Running your group so it’s inclusive to those with disabilities


As you get more and more inclusive your group may develop a reputation (obviously a good one) for being an inclusive club and your group may even be the reason a prospective student chooses to attend the University of Southampton. You therefore may need to make amendments to how you run your Group.

Here are some recommendations and suggestions;

a)      Every member should do a medical questionnaire for your group every year (make sure you include a box for any additional info/extra needs). If anyone identifies their impairment, have a chat with them and work out together the best way you can support them, then write it down so you both are clear. This information will need to be shared with relevant people within your group; you both need to decide who you are going to share the information with and to what extent.

b)      You may want to promote the fact that you are an inclusive club. This may be via your website, Facebook page and/or your groups hub page (e.g. a blurb and photos).

c)      You will probably need to amend your risk assessment to include any special adaptations you are making (e.g. you may decide to give a hearing impaired person a ‘buddy’ who will catch the attention of the person when there are relevant audio cues).  Specific health and safety risks should be treated on a case by case basis.
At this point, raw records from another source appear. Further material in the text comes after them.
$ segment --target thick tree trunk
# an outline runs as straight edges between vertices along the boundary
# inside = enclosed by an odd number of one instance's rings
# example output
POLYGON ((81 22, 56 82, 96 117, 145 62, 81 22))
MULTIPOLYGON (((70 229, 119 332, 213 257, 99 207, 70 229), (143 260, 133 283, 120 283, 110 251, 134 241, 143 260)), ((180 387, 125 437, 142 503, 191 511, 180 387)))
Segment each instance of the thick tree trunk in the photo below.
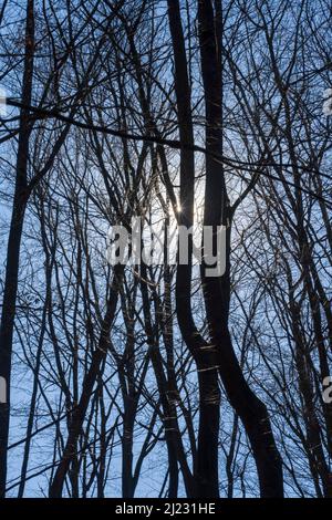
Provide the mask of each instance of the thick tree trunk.
POLYGON ((241 418, 257 465, 261 497, 282 497, 282 464, 276 446, 266 406, 249 388, 235 354, 228 329, 230 220, 231 211, 222 165, 214 154, 222 155, 221 95, 221 7, 220 2, 198 0, 199 46, 206 104, 206 193, 204 225, 216 231, 227 227, 226 272, 208 277, 203 266, 203 285, 211 342, 218 349, 219 373, 229 402, 241 418))

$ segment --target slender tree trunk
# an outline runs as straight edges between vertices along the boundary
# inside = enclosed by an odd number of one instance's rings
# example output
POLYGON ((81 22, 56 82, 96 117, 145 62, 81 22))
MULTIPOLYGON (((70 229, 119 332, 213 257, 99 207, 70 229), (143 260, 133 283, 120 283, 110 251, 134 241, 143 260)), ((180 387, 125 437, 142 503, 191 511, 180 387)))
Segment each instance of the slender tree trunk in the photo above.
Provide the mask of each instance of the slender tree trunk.
MULTIPOLYGON (((25 55, 22 84, 22 103, 31 104, 34 54, 34 6, 28 0, 25 23, 25 55)), ((7 449, 10 419, 10 376, 12 358, 12 341, 18 293, 20 248, 27 207, 27 183, 29 160, 29 111, 22 110, 20 115, 19 146, 17 158, 17 178, 13 208, 7 248, 7 266, 3 291, 3 305, 0 325, 0 376, 7 382, 7 403, 0 404, 0 497, 6 495, 7 449)))
MULTIPOLYGON (((180 212, 178 222, 190 229, 194 223, 195 159, 191 95, 187 70, 185 40, 179 2, 168 1, 168 19, 175 63, 175 92, 180 142, 180 212)), ((215 350, 200 337, 191 313, 193 236, 189 236, 189 261, 178 264, 176 277, 176 310, 183 337, 190 350, 198 370, 199 428, 195 467, 196 496, 219 496, 218 434, 220 395, 215 350)))

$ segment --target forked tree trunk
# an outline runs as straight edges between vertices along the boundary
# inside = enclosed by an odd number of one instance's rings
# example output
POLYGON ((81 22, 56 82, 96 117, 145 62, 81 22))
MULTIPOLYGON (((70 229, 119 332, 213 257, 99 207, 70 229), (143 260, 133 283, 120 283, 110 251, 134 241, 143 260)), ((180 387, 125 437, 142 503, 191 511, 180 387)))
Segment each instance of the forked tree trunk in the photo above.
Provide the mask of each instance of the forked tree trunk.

Risk assessments should not implement blanket policies that restrict all people with disabilities or assume that they are a greater risk, since disabilities vary so widely. If you need any extra advice email groups@unionsouthampton.org

d)      People with disabilities may be particularly vulnerable. Please read the ‘How to' card on Safeguarding here


What can SUSU do to support your group?

  • Facilities – if you believe any large pieces of Union or University owned equipment or facilities are barriers to participation for a disabled athlete talk to your rep and ask them to bring the issue to the committee they sit on. The committee will then look into whether anything can be changed.
  • Equipment – Groups can ask SUSU for funding support at certain times throughout the year
  • Training courses  – Groups can ask SUSU for funding support at certain times throughout the year

More information on applying for funding can be found here.

Other useful websites


AU Clubs - Going forward….

It was identified by the AU Committee that there is a gap in the help that SUSU give clubs wanting to include athletes with disabilities. We are currently looking into choosing 3 sports (who want to be involved) develop their provision for athletes with a disability. This is in its initial stages….watch this space for more info!